In planning, council voted 6-0 to approve the Cadman-Schwartz subdivision. The applicant at 125 Ormsby Ave. is consolidating the garage portion of the Schwartz property with her lot.
In the code enforcement report for October, code enforcement officer and borough manager Rick Hopkinson reported there were 68 violations, and 63 of 666 open cases year to date.
There were 49 hearings in front of District Magistrate Richard King. Magisterial fines collected totaled $2,124.47.
Twenty-four rental licenses were issued for 40 units, and 25 rental applications/notices were mailed out for licenses expiring Nov. 30.
One building permit was issued.
There are continuing legal proceedings for demolition of 253 Ormsby and 118 Penn.
The code enforcement report is also available on the borough website.
In public safety, Councilman Justin Viale reported there will be free parking in the business district on Dec. 17-25.
Council then voted 6-0 to accept the resignation of police Sgt. Kevin Lockhart, and 6-0 to accept the resignation of Officer Ryan Lawrence.
Next, in the public works report for October, Councilman Dave Lowe reported routine facility maintenance was conducted, like emptying trash, cleaning/sweeping, and re-stocking supplies.

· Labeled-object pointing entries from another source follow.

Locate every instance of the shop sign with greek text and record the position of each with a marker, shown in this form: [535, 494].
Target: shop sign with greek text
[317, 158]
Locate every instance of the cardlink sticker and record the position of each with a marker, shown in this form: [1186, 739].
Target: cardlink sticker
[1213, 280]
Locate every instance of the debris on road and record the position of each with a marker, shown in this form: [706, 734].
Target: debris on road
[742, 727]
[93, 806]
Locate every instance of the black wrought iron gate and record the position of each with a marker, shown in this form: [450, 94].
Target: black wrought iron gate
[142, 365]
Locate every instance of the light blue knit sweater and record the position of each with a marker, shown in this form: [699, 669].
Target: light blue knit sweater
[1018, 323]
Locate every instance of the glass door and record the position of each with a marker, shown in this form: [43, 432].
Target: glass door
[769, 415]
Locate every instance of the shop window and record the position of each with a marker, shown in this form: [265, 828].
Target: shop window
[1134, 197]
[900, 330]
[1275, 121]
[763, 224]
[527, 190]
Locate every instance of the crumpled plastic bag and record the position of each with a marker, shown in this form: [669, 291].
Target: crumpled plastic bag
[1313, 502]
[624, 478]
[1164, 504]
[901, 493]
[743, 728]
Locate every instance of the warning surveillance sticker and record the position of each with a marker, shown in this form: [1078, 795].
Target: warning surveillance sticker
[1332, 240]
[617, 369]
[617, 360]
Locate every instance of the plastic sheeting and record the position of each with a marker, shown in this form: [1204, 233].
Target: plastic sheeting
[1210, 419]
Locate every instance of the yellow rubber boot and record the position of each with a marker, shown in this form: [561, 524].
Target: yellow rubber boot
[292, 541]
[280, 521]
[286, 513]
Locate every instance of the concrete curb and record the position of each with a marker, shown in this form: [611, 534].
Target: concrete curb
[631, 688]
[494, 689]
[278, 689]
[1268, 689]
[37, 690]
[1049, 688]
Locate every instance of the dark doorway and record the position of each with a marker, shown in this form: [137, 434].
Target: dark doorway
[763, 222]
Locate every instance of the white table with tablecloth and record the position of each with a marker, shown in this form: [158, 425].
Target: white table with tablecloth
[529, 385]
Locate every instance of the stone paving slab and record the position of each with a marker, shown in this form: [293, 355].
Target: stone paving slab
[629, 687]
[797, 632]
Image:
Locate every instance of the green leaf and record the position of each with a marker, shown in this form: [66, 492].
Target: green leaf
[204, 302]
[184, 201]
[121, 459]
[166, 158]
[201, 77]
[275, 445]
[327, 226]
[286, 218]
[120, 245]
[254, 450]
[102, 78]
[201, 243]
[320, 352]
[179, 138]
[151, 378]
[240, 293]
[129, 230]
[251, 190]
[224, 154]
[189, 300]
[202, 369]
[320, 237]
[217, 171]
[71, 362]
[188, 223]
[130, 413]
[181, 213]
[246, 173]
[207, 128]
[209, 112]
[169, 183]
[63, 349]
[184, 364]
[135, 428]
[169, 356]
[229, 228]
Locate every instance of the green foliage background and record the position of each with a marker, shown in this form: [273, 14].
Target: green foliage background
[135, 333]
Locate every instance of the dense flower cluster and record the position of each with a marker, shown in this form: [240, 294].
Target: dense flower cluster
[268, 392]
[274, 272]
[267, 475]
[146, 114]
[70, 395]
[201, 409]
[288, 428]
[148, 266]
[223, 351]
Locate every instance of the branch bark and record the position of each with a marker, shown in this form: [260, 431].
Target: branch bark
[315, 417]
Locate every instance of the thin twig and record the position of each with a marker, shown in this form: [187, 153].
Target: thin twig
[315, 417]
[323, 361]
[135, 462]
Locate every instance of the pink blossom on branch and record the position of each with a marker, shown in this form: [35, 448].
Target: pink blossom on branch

Trash cans were emptied three times per week in the business district, and TVs, tires, and debris were picked up throughout the borough.
In Transverse and Ormsby parks, workers emptied trash cans/spot swept three times per week. They also cut grass and weed wacked in the parks.
Workers also cut grass and cut weeds on vacant properties on Amanda, Anthony, Church, Hays, Frederick, Fremont, Giffin, and others.
In sanitary/storm sewer maintenance, inlets were cleaned throughout the borough.
Mrs. McGough said she was contacted by a resident about a tree on Church Ave. leaning toward the park that could do damage if it falls. If the owner does not remove it, the borough will do so and add to the cost to the lien.
In economic development, as part of Small Business Saturday, a borough cookie tour will be held from 2 to 6 p.m. on Dec. 1. Each participating business will give visitors a free cookie.
There will also be Santa Claus, children’s activities, food, and more. The ceremonial tree lighting will occur at 5:30 p.m. All roads will remain open.
In resolutions and ordinances, council appointed three Zoning Hearing Board members: Sandy Seiler to fill a vacancy until Jan. 4, 2021; and alternates Paul Doyle and Nic Jaramillo.
The borough also agreed to accept the donation of 434 Hays Ave. and 199 Ormsby Ave. in lieu of payment of taxes and municipal claims, subject to various conditions. The donations will be complete upon the recording of deeds transferring title from the owners to the borough.
The next council meeting will be on December 17.